039. Is This The Year We Stop Dressing Like Clones Of Each Other?
I Vow To Wear More 'Ugly' Clothes.
There’s something in the air. Can you feel it too?
Last week, a podcast episode from The Ezra Klein Show, ‘How To Discover Your Own Taste’, went viral. It’s an interview with
, New Yorker staff writer and author of 'Filterworld: How Algorithms Flattened Culture’. Klein and Chayka discuss ‘why the internet isn’t fun anymore’, something they attribute to the shift from an internet of curation to an internet of algorithms.This shift towards sameness that’s affected every aspect of our culture also affects fashion. Something you can attest to with a quick scroll through your social media feeds. Klein calls it the lowest common denominator of aggregated taste. It helped me explain the feeling of fatigue I have been experiencing towards the collective aesthetic and the pressure there is to partake in it. And I feel like I may not be alone.
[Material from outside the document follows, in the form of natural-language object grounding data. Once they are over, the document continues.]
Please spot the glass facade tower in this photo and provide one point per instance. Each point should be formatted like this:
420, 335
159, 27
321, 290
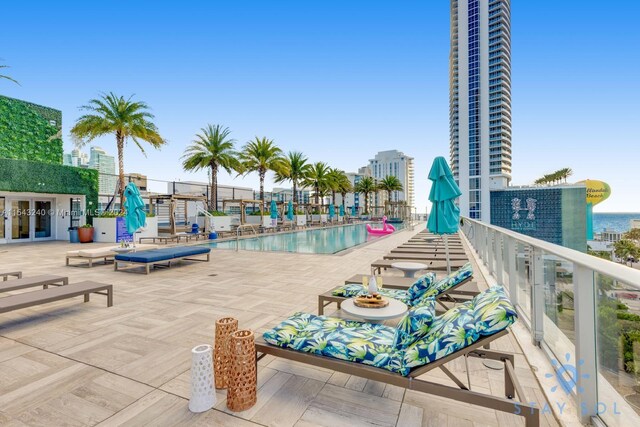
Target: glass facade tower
480, 101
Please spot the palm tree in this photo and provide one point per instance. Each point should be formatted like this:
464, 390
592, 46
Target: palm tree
389, 184
318, 179
2, 76
113, 114
334, 178
296, 171
213, 149
366, 186
262, 155
344, 185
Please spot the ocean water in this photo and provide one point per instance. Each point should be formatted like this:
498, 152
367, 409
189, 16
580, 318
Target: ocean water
620, 222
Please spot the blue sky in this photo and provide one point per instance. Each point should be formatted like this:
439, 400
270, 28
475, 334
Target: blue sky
338, 80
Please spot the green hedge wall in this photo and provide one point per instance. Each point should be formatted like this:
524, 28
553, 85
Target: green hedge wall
25, 130
37, 177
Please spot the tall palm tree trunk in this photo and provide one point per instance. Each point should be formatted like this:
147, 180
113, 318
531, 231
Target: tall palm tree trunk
262, 173
295, 191
213, 197
120, 145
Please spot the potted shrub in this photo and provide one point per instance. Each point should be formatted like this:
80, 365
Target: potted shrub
85, 233
220, 222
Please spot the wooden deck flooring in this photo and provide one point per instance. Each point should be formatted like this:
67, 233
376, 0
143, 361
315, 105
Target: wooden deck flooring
76, 364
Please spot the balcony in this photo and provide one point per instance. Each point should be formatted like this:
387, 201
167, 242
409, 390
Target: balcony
578, 311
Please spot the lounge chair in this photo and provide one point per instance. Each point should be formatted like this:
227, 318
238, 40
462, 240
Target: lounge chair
105, 254
29, 282
440, 256
422, 288
420, 344
163, 257
438, 265
44, 296
7, 274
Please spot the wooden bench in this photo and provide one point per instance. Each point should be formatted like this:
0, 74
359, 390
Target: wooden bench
44, 296
5, 275
30, 282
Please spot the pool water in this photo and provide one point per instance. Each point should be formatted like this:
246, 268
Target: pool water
320, 241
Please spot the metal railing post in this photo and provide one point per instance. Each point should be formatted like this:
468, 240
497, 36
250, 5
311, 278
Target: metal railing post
586, 359
499, 259
510, 253
491, 254
537, 296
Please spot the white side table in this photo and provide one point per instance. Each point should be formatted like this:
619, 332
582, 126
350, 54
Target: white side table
394, 309
409, 268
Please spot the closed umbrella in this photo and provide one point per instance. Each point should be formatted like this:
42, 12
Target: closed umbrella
445, 215
135, 217
290, 210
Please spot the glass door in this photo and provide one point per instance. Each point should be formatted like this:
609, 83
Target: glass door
2, 218
20, 219
42, 219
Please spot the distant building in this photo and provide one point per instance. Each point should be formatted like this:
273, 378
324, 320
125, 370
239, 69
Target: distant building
138, 179
202, 189
352, 198
480, 101
555, 214
398, 164
106, 167
76, 158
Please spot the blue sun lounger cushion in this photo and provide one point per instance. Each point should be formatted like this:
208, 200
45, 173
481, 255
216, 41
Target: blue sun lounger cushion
415, 324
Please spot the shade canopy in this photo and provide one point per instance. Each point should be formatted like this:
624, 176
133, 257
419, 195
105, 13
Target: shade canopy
444, 217
290, 210
135, 217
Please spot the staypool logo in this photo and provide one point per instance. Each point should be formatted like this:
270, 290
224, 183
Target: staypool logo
567, 374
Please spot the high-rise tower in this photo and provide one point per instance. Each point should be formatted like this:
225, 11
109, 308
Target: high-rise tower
480, 101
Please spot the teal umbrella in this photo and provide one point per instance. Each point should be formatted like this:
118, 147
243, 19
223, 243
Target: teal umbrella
135, 217
445, 215
290, 210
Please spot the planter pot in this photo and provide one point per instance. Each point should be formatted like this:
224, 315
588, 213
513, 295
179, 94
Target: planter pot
85, 234
301, 220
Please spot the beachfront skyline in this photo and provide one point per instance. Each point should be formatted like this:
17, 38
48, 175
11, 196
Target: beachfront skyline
326, 80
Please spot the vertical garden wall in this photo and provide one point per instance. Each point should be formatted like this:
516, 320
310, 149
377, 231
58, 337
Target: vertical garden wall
29, 131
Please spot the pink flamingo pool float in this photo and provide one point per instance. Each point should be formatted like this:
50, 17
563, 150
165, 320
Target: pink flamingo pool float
386, 228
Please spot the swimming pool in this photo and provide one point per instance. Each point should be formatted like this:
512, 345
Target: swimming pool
319, 241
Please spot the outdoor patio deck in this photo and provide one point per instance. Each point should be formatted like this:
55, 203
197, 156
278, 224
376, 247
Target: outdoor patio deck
84, 364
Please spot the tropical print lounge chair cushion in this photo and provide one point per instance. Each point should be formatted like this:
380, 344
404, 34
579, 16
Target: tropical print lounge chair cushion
375, 345
420, 286
367, 343
415, 324
486, 314
449, 281
353, 290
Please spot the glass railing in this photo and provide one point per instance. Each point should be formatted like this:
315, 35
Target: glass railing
583, 311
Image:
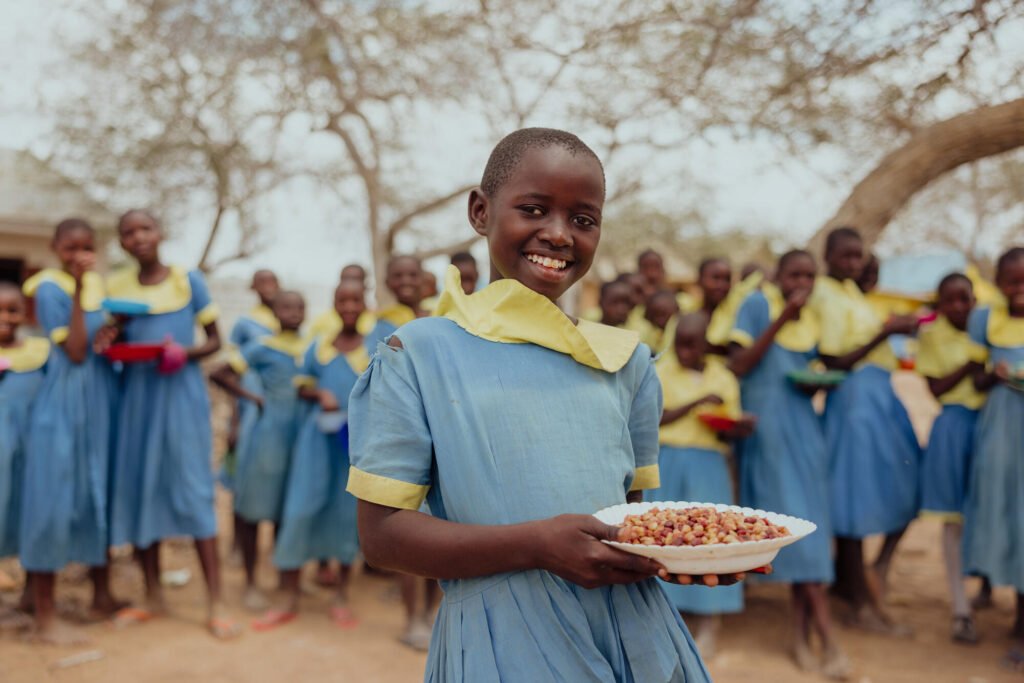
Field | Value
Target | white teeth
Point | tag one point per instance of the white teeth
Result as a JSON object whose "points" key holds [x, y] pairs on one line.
{"points": [[547, 261]]}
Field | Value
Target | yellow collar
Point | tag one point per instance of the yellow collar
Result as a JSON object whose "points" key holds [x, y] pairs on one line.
{"points": [[263, 316], [507, 311], [398, 314], [92, 286], [291, 343], [1004, 330], [31, 354], [801, 335], [171, 295]]}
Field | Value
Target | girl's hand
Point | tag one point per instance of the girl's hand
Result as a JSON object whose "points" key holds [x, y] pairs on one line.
{"points": [[104, 338], [329, 402], [569, 546], [82, 263]]}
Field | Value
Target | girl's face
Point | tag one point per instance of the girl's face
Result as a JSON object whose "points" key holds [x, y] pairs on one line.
{"points": [[72, 244], [1010, 280], [140, 237], [349, 303], [846, 260], [290, 309], [404, 279], [797, 274], [11, 314], [716, 280], [691, 345], [543, 225], [955, 302]]}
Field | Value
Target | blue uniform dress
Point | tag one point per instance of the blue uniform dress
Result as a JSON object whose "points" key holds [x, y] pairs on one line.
{"points": [[318, 520], [520, 416], [873, 455], [692, 464], [65, 506], [944, 349], [257, 323], [163, 478], [783, 466], [18, 386], [265, 450], [994, 511]]}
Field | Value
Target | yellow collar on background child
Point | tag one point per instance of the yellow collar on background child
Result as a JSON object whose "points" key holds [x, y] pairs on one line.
{"points": [[801, 335], [171, 295], [291, 343], [30, 354], [263, 316], [509, 312], [398, 314], [1005, 331], [92, 286]]}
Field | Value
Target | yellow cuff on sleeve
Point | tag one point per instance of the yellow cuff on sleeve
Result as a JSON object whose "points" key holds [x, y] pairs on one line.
{"points": [[646, 477], [385, 491], [208, 314], [741, 338], [237, 361]]}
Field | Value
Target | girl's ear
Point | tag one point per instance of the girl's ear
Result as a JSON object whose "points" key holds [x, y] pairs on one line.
{"points": [[478, 207]]}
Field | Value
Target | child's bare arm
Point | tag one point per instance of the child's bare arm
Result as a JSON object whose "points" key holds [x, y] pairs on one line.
{"points": [[568, 546]]}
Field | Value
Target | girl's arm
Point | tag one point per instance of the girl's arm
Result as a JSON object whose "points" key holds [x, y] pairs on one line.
{"points": [[898, 325], [743, 360], [940, 385], [568, 546], [210, 346], [228, 380], [671, 415]]}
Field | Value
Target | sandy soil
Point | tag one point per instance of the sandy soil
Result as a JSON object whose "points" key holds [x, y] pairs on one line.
{"points": [[754, 645]]}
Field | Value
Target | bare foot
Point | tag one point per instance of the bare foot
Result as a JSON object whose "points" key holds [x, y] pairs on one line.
{"points": [[57, 632], [254, 600], [836, 665], [804, 656]]}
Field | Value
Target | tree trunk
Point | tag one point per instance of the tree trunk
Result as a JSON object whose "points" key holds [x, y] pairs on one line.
{"points": [[929, 154]]}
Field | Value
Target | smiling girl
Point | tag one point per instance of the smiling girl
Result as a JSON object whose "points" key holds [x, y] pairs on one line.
{"points": [[516, 423]]}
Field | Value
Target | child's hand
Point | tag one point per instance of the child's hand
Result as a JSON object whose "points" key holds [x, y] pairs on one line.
{"points": [[82, 263], [328, 401], [901, 325], [104, 338], [570, 547]]}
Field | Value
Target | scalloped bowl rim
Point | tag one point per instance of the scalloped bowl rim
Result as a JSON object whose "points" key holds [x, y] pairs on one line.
{"points": [[798, 528]]}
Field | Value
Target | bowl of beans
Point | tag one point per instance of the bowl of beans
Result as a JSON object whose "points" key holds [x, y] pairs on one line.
{"points": [[702, 538]]}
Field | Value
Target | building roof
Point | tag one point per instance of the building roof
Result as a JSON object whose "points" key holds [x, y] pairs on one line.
{"points": [[35, 197]]}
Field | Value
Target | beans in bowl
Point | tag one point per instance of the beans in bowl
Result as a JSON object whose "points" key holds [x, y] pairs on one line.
{"points": [[696, 526]]}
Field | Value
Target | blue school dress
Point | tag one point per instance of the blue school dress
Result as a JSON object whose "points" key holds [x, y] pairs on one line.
{"points": [[783, 465], [65, 505], [259, 322], [18, 387], [692, 464], [318, 520], [944, 349], [163, 477], [873, 455], [994, 510], [501, 411], [265, 450]]}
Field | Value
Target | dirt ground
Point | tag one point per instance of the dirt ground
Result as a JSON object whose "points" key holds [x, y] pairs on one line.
{"points": [[754, 645]]}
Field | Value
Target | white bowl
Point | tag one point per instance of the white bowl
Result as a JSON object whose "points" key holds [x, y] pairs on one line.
{"points": [[716, 558]]}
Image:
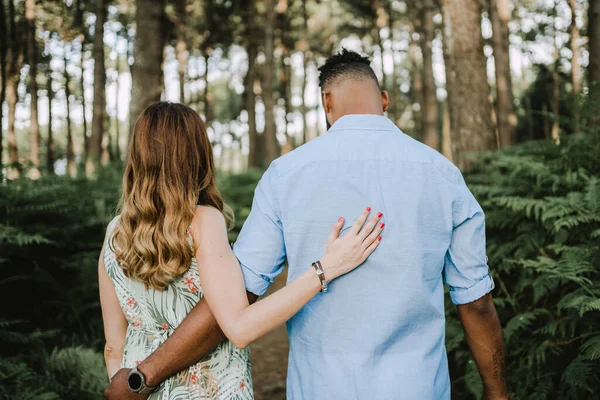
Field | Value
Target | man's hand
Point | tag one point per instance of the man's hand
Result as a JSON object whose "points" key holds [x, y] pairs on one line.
{"points": [[118, 389], [193, 339]]}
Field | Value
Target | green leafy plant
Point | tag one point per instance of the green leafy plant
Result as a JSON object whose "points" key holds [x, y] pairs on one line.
{"points": [[542, 205]]}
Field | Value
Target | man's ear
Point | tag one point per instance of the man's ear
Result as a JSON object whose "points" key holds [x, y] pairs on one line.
{"points": [[326, 97], [385, 100]]}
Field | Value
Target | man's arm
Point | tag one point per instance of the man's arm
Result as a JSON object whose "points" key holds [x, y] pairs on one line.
{"points": [[484, 337], [194, 338]]}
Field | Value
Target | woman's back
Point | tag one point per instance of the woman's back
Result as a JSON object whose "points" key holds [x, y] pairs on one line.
{"points": [[152, 315]]}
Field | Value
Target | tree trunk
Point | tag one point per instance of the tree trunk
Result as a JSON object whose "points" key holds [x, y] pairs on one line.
{"points": [[2, 81], [376, 11], [271, 145], [71, 166], [575, 68], [14, 61], [391, 84], [285, 89], [147, 79], [99, 115], [468, 90], [429, 102], [555, 133], [505, 110], [117, 122], [83, 103], [446, 134], [594, 52], [416, 83], [249, 8], [303, 108], [34, 128], [50, 157], [181, 47], [250, 97], [206, 95]]}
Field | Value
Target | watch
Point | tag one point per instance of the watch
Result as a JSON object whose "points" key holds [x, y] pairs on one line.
{"points": [[137, 382], [321, 274]]}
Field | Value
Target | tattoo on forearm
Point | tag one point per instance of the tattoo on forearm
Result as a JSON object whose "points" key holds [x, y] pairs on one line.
{"points": [[498, 361]]}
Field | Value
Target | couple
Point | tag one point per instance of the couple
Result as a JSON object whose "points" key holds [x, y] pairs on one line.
{"points": [[173, 291]]}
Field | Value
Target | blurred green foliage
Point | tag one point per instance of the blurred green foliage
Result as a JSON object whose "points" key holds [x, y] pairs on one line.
{"points": [[542, 204]]}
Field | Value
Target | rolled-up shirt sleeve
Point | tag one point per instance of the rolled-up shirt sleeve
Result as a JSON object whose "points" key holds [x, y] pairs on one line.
{"points": [[260, 247], [465, 269]]}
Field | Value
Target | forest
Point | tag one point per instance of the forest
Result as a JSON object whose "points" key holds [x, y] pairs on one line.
{"points": [[508, 90]]}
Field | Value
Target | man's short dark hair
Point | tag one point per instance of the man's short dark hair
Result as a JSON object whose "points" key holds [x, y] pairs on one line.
{"points": [[346, 64]]}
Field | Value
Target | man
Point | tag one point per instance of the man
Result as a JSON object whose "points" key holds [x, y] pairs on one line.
{"points": [[378, 333]]}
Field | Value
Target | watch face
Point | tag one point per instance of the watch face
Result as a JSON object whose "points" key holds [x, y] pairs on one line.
{"points": [[134, 381]]}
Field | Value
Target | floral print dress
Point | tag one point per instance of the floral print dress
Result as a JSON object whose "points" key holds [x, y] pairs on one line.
{"points": [[152, 315]]}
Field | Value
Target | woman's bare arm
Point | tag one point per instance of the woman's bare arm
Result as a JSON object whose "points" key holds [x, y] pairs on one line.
{"points": [[115, 324], [223, 283]]}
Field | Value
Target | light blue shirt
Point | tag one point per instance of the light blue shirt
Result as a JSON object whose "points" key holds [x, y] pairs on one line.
{"points": [[378, 333]]}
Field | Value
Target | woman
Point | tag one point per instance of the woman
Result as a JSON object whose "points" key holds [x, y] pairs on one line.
{"points": [[168, 248]]}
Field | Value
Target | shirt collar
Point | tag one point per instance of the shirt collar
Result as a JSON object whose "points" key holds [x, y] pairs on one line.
{"points": [[363, 121]]}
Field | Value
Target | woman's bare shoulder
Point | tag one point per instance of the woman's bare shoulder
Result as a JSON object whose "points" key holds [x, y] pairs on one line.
{"points": [[207, 218]]}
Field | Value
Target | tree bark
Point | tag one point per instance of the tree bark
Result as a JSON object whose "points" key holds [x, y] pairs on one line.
{"points": [[181, 47], [555, 133], [117, 122], [303, 108], [593, 69], [376, 10], [99, 107], [2, 80], [416, 82], [446, 134], [206, 94], [249, 8], [505, 110], [71, 167], [14, 61], [50, 153], [34, 128], [82, 88], [575, 67], [147, 80], [468, 90], [391, 85], [429, 102], [271, 145], [250, 97]]}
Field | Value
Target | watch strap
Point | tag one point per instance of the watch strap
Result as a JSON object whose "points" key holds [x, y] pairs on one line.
{"points": [[321, 274], [143, 389]]}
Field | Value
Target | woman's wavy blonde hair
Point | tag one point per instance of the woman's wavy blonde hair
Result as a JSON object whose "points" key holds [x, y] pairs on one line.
{"points": [[169, 171]]}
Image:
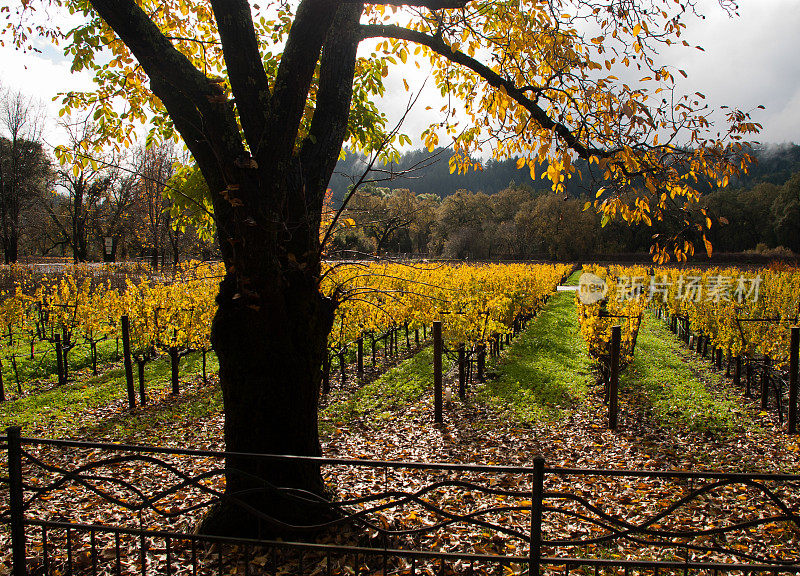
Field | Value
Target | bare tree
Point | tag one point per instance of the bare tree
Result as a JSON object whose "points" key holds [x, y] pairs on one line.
{"points": [[153, 167], [24, 166]]}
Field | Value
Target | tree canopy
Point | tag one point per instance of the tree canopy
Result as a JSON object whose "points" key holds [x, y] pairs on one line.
{"points": [[538, 79], [265, 94]]}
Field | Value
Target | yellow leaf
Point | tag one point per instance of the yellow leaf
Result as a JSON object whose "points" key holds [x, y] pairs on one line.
{"points": [[708, 245]]}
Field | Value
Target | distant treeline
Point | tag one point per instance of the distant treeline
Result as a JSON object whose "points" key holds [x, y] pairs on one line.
{"points": [[426, 172], [502, 213]]}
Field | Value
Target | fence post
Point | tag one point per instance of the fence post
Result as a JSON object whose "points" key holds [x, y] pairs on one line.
{"points": [[60, 360], [174, 359], [16, 501], [342, 352], [794, 352], [613, 391], [360, 357], [437, 371], [537, 497], [462, 372]]}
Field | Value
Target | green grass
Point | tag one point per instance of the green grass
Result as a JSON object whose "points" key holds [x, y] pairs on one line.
{"points": [[674, 390], [401, 385], [546, 369], [32, 372], [63, 410]]}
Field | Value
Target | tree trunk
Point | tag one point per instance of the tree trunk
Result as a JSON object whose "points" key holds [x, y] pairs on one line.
{"points": [[270, 373]]}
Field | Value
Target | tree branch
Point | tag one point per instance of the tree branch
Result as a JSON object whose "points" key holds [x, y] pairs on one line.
{"points": [[293, 79], [245, 68], [321, 147], [190, 97]]}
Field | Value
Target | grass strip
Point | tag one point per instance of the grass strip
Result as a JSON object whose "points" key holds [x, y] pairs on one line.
{"points": [[62, 410], [401, 385], [677, 392], [546, 368]]}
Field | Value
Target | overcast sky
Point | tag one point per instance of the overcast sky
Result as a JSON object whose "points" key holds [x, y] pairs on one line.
{"points": [[748, 61]]}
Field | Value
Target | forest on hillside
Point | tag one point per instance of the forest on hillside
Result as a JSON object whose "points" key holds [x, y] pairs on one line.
{"points": [[500, 212]]}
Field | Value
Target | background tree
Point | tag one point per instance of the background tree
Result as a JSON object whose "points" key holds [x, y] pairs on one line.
{"points": [[24, 166], [81, 186], [264, 106]]}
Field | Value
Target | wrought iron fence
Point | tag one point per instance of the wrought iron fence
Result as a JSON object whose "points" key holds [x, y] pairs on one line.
{"points": [[93, 508]]}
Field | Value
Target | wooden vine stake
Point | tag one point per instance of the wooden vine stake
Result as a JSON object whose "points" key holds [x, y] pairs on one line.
{"points": [[126, 353], [794, 345], [613, 385], [437, 372]]}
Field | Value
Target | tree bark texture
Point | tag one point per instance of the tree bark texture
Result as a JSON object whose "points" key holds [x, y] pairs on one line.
{"points": [[270, 331]]}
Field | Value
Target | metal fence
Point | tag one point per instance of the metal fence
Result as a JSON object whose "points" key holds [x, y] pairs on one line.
{"points": [[92, 508]]}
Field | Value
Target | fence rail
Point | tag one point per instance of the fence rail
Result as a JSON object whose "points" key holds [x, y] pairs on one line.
{"points": [[90, 508]]}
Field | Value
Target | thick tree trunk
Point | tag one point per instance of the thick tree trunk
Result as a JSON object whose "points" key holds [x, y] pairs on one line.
{"points": [[270, 373], [270, 335]]}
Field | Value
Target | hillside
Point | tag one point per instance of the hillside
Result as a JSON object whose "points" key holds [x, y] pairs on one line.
{"points": [[428, 173]]}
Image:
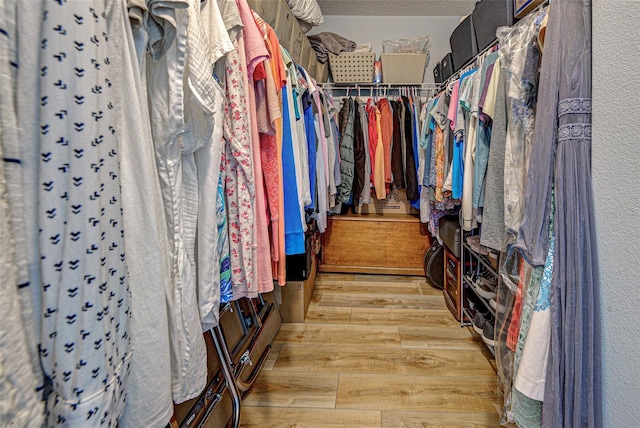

For the finale of his show at Paris Fashion Week on Friday, Korean designer Juun J sent thirty models down the runway dressed in the exact same look. I interpreted it as an ominous message. Are we all craving more individuality? It might explain the recent multiplication of content being created around the topic of Finding One’s Personal Style, which I have written about extensively myself. The younger generations seem keen to say enough already to our devotion to the latest ‘-girlie/-core/-era’, as Instagram’s 2024 Trend Talk reports that one third of Gen Z want this to be the year they find their own aesthetic.
But, how does this feeling of fatigue add up to the fact that my wishlist for this year is made up of half a dozen Totême pieces and nothing else?